Emmanuel Bove, le nouvelliste oublié

Le 12/05/2023 0

Emmanuel Bove, considéré avant-guerre comme l’un des principaux écrivains français, a laissé nombre de nouvelles. Une belle redécouverte d’un grand auteur, injustement oublié.

2023 05 12 boveNé à Paris d’un père juif venu de Russie et d’une mère luxembourgeoise, Emmanuel Bobovnikoff, décide à 14 ans de devenir romancier. À cette période, son père, sans avoir quitté sa mère, vit avec une Anglaise, Emily Overweg, dont la rencontre sera déterminante pour son écriture. Envoyé en pension en Angleterre, il y achève sa scolarité et revient vivre à Paris dans une situation précaire. En 1917, il fait un mois de prison pour patronyme douteux et revenus incertains. En 1918, il fait ses classes à Guingamp, puis est affecté à Troyes, où il rencontre Suzanne Vallois qu’il épouse en 1921.
Le couple s’installe en Autriche où Emmanuel Bove se lance dans l’écriture sous le pseudonyme de Jean Vallois. "J’ai commencé par une centaine de milliers de lignes de romans populaires. J’en faisais cent lignes à l’heure, huit cents lignes par jour, c’est-à-dire un volume en dix ou douze jours. Un travail absolument étranger à celui de l’écrivain. C’est comme si j’avais, à cette époque, exercé un autre métier." déclare-t-il dans une interview à Candide, en février 1928. À Vienne, il compose aussi certaines nouvelles de Henri Duchemin et ses ombres.
Revenu de nouveau à Paris, il débute dans le journalisme et la traduction. Colette remarque une de ses nouvelles et lui propose de le publier. Il lui apporte Mes amis, premier succès. Avec Bécon-les-Bruyères, Emmanuel Bove annonce le genre nouveau de la littérature documentaire.

Il continue à publier jusqu’à la Seconde Guerre mondiale.
Mobilisé dès 1940, il souhaite rejoindre Londres et refuse toute publication durant l’Occupation. Il parvient à rejoindre Alger, où il écrit trois romans : Le Piège, Départ dans la nuit et Non-lieu, qui décrivent le milieu trouble de la collaboration et les incertitudes de l’époque.
De santé fragile, très affaibli par une pleurésie contractée durant son exil algérien, Emmanuel Bove meurt le 13 juillet 1945, à seulement 47 ans.

Son œuvre, rapidement tombée dans l’oubli à la Libération, est longtemps restée indisponible avant d’être rééditée à partir des années 1970.
Emmanuel Bove a publié de nombreux recueils et nouvelles dont Henri Duchemin et ses ombres en 1928, accessible librement à la Bibliothèque numérique romande.

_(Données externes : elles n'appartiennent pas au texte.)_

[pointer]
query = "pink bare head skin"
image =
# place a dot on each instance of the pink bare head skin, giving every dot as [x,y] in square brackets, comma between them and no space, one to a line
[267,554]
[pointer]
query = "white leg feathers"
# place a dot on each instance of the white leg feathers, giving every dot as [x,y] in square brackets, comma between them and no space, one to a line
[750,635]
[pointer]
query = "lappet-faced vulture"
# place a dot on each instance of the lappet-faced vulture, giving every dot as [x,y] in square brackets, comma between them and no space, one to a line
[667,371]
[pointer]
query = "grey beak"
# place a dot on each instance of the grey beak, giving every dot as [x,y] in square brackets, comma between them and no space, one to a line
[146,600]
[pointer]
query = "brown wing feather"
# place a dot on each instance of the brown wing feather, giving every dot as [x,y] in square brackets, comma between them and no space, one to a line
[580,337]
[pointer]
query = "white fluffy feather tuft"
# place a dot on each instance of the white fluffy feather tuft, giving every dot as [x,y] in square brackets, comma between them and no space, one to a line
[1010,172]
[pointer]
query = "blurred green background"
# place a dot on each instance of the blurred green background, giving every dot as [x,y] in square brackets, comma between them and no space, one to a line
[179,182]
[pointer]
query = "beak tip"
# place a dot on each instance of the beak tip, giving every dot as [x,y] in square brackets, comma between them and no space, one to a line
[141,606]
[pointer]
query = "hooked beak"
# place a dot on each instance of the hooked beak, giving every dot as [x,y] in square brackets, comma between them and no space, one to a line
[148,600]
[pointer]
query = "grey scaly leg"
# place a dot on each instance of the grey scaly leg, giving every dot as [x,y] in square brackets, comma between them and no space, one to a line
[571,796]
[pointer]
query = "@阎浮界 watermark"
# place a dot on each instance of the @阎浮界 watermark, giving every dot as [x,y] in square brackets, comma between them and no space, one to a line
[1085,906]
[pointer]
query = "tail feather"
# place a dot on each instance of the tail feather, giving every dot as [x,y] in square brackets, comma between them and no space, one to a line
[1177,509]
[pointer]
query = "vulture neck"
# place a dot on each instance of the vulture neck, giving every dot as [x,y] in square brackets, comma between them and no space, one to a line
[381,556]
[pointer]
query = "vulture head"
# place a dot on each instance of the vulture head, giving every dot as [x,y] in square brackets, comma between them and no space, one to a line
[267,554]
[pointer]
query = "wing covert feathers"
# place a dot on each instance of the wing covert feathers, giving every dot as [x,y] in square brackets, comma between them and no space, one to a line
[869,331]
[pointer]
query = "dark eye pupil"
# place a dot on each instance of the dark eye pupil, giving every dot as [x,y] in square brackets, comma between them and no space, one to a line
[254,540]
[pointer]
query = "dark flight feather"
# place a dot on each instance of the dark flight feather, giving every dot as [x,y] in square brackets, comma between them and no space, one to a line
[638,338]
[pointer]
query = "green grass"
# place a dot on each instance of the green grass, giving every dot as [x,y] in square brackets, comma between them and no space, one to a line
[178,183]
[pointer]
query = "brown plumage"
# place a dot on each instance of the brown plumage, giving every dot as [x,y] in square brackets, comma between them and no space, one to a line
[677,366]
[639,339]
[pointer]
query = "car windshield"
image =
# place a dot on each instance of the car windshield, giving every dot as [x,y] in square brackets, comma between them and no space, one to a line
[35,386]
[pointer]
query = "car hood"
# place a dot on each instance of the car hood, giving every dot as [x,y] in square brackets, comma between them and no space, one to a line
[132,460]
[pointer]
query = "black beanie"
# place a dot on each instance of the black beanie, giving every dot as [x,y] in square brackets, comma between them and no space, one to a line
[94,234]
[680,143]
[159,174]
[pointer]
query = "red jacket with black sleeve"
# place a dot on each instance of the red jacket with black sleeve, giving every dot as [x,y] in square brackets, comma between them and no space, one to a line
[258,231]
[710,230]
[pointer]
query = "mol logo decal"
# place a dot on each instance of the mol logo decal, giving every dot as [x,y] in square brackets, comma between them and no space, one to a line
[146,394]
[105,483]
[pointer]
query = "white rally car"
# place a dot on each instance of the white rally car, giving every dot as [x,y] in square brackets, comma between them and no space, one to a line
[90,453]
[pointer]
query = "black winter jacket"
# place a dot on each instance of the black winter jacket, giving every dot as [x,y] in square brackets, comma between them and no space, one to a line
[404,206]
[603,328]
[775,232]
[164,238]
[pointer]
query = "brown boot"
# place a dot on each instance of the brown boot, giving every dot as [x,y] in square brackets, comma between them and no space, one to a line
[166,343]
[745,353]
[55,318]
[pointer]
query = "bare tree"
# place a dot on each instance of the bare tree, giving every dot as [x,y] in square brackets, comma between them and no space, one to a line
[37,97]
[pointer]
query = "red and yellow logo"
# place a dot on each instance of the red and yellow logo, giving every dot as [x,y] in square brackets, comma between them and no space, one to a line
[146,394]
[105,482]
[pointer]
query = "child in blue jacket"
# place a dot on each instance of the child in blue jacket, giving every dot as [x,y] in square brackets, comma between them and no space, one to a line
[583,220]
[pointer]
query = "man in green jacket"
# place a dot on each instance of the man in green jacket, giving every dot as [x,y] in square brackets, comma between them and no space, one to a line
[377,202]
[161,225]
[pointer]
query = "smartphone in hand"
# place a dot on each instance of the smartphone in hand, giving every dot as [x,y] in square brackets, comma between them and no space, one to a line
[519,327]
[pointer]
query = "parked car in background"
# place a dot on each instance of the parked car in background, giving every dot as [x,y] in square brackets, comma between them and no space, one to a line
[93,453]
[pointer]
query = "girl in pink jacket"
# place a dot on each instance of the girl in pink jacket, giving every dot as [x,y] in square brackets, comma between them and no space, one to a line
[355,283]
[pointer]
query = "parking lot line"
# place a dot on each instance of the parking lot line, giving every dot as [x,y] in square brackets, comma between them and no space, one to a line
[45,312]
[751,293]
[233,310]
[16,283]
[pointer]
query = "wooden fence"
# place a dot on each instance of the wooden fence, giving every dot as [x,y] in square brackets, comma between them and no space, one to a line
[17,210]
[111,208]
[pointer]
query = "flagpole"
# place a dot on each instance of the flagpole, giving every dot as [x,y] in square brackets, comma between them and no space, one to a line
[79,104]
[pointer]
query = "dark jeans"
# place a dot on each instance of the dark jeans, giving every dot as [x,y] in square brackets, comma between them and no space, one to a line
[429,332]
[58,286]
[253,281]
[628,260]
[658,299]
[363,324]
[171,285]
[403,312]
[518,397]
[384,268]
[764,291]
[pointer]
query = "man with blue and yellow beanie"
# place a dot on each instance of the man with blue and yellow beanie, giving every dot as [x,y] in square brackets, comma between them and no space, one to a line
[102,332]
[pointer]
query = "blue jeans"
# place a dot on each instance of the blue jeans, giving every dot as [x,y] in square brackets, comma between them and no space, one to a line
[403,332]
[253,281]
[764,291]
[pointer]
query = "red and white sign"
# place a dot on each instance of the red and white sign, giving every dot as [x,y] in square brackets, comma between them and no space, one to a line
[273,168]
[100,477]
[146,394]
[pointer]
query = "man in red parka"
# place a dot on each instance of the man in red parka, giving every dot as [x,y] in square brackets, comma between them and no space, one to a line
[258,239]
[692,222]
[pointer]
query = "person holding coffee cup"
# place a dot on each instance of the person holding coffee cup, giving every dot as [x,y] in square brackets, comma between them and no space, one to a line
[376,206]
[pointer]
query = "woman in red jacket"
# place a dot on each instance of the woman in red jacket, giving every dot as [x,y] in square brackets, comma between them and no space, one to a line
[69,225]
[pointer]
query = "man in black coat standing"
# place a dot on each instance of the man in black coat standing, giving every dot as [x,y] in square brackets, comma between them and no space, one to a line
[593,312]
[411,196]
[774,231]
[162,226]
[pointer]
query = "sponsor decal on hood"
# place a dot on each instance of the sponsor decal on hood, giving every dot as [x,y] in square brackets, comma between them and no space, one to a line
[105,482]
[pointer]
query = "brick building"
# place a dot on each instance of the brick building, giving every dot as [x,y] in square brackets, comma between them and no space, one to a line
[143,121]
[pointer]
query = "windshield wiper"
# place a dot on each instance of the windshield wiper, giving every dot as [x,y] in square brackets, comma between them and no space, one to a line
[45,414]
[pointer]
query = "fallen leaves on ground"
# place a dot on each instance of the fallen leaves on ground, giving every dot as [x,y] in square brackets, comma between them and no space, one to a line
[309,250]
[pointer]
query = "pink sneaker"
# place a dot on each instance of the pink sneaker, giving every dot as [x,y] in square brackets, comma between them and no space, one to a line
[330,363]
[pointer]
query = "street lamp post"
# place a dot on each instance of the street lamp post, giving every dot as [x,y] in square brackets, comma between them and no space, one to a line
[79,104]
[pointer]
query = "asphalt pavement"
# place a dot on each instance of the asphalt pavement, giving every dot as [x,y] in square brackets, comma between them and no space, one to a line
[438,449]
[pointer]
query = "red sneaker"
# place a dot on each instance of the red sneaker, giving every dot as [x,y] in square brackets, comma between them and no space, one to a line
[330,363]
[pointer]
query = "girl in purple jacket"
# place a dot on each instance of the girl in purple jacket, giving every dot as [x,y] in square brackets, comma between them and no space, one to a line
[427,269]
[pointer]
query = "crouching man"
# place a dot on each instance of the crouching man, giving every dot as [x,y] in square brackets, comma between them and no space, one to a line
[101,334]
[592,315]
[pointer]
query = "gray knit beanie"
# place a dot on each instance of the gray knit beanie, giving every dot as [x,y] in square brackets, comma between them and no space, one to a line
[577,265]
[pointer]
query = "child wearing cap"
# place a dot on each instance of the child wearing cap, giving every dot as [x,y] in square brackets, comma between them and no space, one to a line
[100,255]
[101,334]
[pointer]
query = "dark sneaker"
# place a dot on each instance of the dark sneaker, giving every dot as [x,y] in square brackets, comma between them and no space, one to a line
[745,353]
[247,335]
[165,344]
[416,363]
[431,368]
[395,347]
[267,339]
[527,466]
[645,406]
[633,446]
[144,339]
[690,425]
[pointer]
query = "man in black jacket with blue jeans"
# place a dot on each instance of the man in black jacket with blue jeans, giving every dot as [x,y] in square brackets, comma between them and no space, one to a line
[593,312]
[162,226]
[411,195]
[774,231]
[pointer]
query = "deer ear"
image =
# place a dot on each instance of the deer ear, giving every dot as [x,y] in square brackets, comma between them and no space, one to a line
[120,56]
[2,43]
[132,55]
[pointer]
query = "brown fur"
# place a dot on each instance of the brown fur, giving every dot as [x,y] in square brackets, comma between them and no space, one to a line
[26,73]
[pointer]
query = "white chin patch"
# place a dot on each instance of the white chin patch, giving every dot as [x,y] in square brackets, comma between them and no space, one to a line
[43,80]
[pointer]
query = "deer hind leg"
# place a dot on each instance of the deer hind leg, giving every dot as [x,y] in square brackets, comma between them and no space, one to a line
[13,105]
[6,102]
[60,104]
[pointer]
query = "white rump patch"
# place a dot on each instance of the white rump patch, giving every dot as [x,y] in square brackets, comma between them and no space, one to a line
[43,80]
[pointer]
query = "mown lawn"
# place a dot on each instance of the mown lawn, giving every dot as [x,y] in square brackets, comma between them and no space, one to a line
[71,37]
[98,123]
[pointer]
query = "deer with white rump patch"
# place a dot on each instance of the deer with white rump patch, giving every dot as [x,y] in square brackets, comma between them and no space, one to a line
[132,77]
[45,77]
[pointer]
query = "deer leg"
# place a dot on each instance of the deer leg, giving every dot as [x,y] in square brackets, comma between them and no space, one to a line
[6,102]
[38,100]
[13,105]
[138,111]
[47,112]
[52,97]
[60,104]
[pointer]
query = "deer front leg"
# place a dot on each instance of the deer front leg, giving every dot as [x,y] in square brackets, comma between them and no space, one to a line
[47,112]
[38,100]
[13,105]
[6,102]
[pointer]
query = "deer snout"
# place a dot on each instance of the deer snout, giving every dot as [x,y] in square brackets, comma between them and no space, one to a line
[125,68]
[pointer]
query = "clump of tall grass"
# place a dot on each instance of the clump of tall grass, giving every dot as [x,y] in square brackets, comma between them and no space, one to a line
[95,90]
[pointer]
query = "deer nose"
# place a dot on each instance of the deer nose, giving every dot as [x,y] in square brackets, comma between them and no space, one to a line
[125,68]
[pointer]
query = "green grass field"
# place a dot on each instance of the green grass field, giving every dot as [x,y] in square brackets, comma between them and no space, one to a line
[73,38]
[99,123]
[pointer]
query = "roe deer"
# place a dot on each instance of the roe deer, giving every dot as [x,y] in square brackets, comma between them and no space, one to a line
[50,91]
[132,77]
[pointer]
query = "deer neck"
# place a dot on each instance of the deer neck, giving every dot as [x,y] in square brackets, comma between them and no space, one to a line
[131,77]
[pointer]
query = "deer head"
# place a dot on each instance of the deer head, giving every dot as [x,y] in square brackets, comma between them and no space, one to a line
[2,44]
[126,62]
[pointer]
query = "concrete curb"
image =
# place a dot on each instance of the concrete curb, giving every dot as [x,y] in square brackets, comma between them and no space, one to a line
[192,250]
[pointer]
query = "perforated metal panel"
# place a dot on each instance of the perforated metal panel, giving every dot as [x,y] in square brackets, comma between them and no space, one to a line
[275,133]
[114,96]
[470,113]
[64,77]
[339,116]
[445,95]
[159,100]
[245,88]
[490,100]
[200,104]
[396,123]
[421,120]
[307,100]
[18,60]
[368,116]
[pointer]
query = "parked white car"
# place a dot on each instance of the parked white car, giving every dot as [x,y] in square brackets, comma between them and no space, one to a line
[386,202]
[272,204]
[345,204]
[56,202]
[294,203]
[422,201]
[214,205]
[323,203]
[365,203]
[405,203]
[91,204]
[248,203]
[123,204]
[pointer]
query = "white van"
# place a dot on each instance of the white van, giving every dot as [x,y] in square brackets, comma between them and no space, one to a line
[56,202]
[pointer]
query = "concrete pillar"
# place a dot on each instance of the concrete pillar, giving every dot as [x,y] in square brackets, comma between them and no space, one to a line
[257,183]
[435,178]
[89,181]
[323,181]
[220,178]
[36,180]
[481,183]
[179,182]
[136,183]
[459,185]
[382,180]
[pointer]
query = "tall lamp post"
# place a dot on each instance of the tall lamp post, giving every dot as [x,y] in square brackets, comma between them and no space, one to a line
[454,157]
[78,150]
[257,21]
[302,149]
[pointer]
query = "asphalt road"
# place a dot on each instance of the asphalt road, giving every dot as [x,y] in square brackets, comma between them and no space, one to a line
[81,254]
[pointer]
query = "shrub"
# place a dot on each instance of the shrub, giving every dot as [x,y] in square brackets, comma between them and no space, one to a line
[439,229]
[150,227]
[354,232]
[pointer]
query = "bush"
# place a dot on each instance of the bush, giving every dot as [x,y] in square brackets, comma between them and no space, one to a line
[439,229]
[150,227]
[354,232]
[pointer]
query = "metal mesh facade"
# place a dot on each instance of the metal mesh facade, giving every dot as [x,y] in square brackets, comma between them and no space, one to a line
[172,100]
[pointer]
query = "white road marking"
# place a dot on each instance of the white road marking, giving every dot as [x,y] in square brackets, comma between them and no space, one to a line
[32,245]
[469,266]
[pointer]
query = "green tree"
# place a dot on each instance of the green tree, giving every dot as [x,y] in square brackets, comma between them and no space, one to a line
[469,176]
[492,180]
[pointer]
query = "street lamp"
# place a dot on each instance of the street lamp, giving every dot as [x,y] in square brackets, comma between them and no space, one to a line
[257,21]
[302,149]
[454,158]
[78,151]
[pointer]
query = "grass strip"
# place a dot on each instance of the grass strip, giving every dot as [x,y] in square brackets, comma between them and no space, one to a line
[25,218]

Henri Duchemin et ses ombres : si l’on vous proposait la richesse au prix d’un crime anonyme ? Comment faut-il être pour avoir un ami, un bienfaiteur ? Un ami et sa compagne ne s’entendent plus : faut-il vraiment s’en mêler ? Vous avez vu votre amie embrasser un autre homme : mais si tout le monde vous dit que vous avez rêvé ? La folie, est-ce rompre sans raison avec tous ses proches ? Comment visiter sa famille que l’on a pas revu depuis des décennies ? Faut-il pardonner à votre compagne si elle passe la nuit ailleurs que chez vous ?
Dans l’œuvre d’Emmanuel Bove "on est frappé par une vision désespérée et désespérante de l’existence. L’homme apparaît comme une marionnette usée et désarticulée qui ne prend forme humaine qu’en s’agitant de façon absurde." confie Élisabeth Poulet à La Revue des Ressources. Pourtant l’auteur trouve les mots pour décrire dans ce recueil un moment simple et connu de beaucoup : J’aime le silence près de ma femme, je ne crois pas à la communion des âmes, mais enfin, le soir, dans le silence, près de celle que l’on aime, il y a tout de même quelque chose.

Ebooksgratuits propose Monsieur Thorpe et autre nouvelles, recueil qui réunit l’intégrale des nouvelles de l’auteur, en particulier le mythique « Monsieur Thorpe », « Rencontre », les très curieux « Petits Contes ». Bove met en scène des anti-héros, anonymes dans leur banalité, mais il transcende ces existences avec un style limpide non dénué d’humour. Selon les mots mêmes du biographe Raymond Cousse, il s’agit ici de la « mise à nu de la condition humaine ».